Stupéfaction à l’ONU, vendredi. La Tunisie s’est abstenue lors du vote d’une résolution demandant « la protection des civils et le respect des règles juridiques et internationales ». Tous les pays arabes – hormis l’Irak – avaient voté en faveur de cette trêve. Que l’un des porte-étendards les plus virulents de la cause palestinienne pratique la politique des bras croisés, voilà qui ne colle pas avec le narratif à l’œuvre depuis trois semaines. L’explication est plus sioux. Le choix de l’abstention est dû à la « résolution qui ne condamne pas clairement et de manière décisive le génocide commis par la puissance occupante, Israël ; elle met la victime et le meurtrier sur un pied d’égalité », a expliqué le représentant de la Tunisie auprès de l’ONU. Le président tunisien, de son côté, martelait que « le droit des Palestiniens n’est pas à vendre aux enchères ». Depuis le 7 octobre, Carthage multiplie les déclarations et les gestes en faveur des Palestiniens et contre « l’ennemi sioniste ». La véhémence des propos officiels n’a pas d’équivalent au Maghreb, mis à part en Libye, ni dans le monde arabe, excepté en Irak. À la radio, si vous dites Israël, on vous reprend, il faut dire « entité sioniste ». La Haica (la Haute autorité de contrôle de l’audiovisuel) a condamné vendredi « les médias européens », jugeant que « la couverture médiatique depuis octobre de l’agression sioniste contre les Palestiniens est de la propagande qui incite à la haine et fait l’apologie des forces de l’occupation ».
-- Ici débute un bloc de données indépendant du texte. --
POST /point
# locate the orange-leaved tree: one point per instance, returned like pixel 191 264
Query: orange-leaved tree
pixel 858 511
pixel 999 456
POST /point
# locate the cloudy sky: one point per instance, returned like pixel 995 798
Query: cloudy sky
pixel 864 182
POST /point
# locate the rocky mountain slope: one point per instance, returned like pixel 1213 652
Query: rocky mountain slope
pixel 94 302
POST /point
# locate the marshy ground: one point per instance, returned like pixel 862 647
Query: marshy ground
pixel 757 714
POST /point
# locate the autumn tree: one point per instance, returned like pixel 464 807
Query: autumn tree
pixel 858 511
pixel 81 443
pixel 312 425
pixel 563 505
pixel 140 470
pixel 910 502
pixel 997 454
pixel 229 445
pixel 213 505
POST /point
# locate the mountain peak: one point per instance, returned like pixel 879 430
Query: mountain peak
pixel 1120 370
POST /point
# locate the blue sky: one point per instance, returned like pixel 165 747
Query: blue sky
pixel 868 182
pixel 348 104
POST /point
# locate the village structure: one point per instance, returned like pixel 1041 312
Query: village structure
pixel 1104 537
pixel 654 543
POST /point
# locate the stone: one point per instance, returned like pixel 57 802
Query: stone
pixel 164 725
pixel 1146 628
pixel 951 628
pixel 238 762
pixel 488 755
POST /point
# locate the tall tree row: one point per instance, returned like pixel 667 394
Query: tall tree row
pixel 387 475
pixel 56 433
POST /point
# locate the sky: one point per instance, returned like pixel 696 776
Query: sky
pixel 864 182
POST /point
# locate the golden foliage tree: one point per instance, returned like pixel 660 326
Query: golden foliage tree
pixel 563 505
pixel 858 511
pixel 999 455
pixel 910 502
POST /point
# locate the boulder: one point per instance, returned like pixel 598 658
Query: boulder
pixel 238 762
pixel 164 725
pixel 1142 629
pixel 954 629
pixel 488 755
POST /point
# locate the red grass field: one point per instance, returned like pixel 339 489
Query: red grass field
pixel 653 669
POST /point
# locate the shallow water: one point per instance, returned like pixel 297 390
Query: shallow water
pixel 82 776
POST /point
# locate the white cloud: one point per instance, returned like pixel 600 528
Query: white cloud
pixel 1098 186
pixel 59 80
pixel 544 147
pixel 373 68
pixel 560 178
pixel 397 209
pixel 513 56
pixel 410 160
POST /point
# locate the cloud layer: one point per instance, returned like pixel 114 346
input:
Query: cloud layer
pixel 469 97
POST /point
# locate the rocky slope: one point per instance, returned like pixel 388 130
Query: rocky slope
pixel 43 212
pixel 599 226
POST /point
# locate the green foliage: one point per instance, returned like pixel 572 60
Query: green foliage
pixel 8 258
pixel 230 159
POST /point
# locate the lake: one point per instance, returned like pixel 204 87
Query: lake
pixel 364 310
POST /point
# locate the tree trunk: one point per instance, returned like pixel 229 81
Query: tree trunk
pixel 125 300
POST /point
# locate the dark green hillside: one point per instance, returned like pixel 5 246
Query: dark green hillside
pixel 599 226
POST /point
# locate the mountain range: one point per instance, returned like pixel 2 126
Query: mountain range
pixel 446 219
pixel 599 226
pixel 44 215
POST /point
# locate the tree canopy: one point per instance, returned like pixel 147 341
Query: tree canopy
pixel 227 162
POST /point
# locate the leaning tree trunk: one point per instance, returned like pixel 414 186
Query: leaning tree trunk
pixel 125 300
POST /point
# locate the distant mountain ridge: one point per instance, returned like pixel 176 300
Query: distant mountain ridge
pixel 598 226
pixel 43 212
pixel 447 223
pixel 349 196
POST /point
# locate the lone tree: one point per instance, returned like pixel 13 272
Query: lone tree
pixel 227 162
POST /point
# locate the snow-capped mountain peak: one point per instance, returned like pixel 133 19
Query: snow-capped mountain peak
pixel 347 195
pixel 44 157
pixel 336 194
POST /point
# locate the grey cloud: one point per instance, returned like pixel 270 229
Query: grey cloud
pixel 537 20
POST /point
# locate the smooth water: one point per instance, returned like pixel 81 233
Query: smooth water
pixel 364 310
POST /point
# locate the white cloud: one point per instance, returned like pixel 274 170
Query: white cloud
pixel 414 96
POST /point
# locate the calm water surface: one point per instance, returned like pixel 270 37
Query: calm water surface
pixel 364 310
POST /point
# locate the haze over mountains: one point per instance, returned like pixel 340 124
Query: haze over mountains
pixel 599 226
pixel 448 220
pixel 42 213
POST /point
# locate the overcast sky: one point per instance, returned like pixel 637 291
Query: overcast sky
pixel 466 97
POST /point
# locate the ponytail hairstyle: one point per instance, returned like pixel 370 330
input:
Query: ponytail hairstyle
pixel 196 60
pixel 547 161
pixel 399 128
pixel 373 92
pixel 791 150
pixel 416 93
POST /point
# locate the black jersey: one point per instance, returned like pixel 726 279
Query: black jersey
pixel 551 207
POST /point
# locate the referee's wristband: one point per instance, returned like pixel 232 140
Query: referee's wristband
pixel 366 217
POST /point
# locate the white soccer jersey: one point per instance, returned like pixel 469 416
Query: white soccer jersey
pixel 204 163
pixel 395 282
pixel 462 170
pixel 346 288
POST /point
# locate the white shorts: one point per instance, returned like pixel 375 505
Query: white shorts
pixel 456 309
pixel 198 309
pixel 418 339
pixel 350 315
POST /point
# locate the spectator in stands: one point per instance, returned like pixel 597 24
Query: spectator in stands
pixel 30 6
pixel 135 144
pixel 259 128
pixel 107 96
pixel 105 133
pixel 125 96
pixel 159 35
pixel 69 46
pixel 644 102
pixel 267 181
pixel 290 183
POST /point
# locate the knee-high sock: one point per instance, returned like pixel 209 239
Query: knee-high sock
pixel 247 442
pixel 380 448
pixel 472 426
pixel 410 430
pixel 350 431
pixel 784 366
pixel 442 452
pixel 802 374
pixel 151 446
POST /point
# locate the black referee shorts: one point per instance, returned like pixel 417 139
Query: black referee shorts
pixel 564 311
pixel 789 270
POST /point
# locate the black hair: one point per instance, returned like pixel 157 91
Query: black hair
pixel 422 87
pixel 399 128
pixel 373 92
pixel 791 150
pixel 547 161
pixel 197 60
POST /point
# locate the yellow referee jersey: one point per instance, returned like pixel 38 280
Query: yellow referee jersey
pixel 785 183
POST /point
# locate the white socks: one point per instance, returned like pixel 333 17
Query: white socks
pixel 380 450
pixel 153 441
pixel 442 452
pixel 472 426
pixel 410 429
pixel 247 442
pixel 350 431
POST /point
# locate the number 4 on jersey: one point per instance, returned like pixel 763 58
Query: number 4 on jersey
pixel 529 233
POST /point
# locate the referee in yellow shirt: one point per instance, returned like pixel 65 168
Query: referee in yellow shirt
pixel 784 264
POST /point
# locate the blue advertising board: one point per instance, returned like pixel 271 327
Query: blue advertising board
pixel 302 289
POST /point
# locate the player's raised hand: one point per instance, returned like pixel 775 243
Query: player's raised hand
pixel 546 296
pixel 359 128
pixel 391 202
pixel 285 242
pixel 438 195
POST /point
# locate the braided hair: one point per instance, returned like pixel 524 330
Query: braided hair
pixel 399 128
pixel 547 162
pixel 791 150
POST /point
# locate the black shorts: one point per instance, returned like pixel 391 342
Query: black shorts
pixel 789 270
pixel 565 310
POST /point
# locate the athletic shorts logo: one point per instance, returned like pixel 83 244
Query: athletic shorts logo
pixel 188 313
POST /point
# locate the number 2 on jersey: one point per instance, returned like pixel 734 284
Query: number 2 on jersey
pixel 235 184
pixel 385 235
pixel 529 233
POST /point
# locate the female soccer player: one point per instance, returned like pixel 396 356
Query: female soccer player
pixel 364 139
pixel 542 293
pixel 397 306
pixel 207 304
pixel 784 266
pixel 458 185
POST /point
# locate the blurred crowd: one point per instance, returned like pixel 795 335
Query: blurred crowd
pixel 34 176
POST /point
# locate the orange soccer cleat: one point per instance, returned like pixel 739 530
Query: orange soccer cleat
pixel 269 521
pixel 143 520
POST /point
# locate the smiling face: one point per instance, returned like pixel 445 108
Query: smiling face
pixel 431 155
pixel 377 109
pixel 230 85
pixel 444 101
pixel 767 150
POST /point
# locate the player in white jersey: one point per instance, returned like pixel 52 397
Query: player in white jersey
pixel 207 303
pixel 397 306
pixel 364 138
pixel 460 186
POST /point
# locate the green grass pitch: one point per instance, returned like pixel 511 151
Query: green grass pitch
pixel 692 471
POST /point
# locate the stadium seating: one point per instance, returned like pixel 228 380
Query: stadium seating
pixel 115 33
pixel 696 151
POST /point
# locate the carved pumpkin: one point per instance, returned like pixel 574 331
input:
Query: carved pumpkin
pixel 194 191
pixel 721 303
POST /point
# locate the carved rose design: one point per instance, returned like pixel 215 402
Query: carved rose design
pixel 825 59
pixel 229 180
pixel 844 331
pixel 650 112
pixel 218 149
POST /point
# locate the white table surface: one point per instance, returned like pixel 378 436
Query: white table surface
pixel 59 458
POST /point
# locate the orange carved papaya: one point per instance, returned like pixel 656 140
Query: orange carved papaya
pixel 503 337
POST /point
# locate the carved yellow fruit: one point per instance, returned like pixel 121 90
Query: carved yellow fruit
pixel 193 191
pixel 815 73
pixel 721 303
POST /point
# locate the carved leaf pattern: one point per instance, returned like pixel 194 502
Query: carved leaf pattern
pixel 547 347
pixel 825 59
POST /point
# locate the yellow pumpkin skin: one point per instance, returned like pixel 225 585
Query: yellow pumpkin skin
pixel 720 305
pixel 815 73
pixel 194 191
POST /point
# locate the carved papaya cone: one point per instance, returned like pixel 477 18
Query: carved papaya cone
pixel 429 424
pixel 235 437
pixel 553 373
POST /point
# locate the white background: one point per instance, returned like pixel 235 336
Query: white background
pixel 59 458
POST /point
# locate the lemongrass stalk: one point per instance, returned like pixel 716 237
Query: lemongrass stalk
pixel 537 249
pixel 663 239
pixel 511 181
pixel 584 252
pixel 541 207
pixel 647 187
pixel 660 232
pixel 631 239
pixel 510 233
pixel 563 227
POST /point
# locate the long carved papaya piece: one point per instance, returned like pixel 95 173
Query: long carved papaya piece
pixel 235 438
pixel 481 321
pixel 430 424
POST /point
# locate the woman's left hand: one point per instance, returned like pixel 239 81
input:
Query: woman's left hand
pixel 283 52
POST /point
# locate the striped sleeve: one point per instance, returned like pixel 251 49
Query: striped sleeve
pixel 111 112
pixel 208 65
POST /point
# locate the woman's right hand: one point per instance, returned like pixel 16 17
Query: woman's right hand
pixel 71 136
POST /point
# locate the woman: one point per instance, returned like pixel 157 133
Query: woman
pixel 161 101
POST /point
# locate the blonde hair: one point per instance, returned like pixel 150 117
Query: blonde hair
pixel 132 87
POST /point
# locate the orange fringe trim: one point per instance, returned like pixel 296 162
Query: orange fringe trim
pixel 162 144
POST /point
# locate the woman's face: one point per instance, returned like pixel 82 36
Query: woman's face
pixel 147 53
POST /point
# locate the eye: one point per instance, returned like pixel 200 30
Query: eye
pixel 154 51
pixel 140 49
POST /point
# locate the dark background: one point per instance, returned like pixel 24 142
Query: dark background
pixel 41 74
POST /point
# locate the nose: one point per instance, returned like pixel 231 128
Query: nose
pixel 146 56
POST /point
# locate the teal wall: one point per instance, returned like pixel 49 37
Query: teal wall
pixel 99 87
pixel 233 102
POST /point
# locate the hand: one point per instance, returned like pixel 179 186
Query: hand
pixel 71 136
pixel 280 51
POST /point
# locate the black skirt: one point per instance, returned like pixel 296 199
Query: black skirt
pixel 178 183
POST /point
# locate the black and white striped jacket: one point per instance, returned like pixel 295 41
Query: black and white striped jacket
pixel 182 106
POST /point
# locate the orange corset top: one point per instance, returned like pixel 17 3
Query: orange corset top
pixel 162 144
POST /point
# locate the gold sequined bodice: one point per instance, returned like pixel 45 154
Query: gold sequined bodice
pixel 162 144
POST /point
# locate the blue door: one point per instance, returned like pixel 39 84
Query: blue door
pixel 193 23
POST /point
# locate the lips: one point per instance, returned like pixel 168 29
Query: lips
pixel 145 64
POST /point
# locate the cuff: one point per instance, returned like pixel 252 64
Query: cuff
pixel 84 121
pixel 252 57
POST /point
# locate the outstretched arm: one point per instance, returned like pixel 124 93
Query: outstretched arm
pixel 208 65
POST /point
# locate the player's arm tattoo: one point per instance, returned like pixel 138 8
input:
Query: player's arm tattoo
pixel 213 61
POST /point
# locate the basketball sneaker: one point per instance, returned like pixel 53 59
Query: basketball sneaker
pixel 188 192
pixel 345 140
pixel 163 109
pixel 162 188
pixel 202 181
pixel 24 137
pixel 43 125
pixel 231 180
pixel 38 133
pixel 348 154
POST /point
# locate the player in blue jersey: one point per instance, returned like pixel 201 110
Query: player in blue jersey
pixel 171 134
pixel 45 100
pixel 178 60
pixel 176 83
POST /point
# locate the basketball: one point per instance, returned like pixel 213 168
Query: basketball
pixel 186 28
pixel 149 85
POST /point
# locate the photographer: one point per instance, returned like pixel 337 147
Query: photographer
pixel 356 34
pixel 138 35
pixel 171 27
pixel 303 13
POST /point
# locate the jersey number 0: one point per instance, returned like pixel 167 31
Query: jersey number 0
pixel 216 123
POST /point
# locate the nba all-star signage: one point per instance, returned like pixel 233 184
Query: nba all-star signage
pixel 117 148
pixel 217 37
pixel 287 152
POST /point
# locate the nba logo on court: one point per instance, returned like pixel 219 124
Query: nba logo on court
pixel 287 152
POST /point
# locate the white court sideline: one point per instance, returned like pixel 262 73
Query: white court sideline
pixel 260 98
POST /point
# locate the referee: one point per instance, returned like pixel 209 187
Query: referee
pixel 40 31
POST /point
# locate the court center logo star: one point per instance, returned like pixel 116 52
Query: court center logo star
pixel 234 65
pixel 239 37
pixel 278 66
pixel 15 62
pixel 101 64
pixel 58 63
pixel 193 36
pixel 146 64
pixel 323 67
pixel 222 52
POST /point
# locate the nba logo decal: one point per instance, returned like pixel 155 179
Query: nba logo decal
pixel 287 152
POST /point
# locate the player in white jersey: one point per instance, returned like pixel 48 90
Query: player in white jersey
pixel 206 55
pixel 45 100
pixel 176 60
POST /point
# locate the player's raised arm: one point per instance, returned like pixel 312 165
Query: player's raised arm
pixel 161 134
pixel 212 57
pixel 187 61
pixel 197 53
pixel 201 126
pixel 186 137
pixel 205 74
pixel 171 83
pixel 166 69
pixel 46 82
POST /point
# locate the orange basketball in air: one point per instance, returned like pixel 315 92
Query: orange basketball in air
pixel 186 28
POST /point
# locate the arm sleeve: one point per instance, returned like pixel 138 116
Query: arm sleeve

Si l’utilisation de la souffrance palestinienne par les dictatures arabes est un sujet que la bibliothèque d’Alexandrie ne suffirait à abriter, elle permettait de canaliser les frustrations locales vers une cause internationale, de détourner la dèche, l’inflation, le chômage, la corruption vers une colère tout-terrain : la Palestine (ce qui sous-entend Israël). Cette fois-ci, c’est différent. On assiste crescendo à un refus plus global des standards européens.

Après le Sahel, le Maghreb

Au Sahel, la France a été sommée de déguerpir. Ses alliés européens ont regardé ailleurs pendant qu’on manifestait contre Paris tout en brandissant des drapeaux russes (très faciles à confectionner, ce sont les mêmes couleurs que celles de la France). Ce qui monte au Maghreb, politiquement et socialement, n’est pas de même intensité mais les Européens devraient être plus solidaires sous peine de très sévères désillusions. Tunis, qui fut le berceau du Printemps arabe, se voit comme le berceau d’un nouvel ordre au service des opprimés, loin de l’arrogance des Européens, se détournant des institutions financières, FMI & Co. On entend la même ritournelle qu’au Niger ou au Burkina Faso : la France volerait les matières premières (à part le phosphate, contrôlé par l’État, la Tunisie n’en dispose pas d’autres). En 2011, les Tunisiens fichaient à la porte leur dictateur en poste depuis vingt-trois ans, déclenchant une épidémie démocratique en Libye, en Égypte… Les Occidentaux accompagnèrent avec effusion les nouveaux entrants. Douze ans après, les ruines du Printemps arabe sont dans un sarcophage. Et l’Occident, l’Europe considérés comme responsables des guerres, des économies en morceaux, voire du racisme.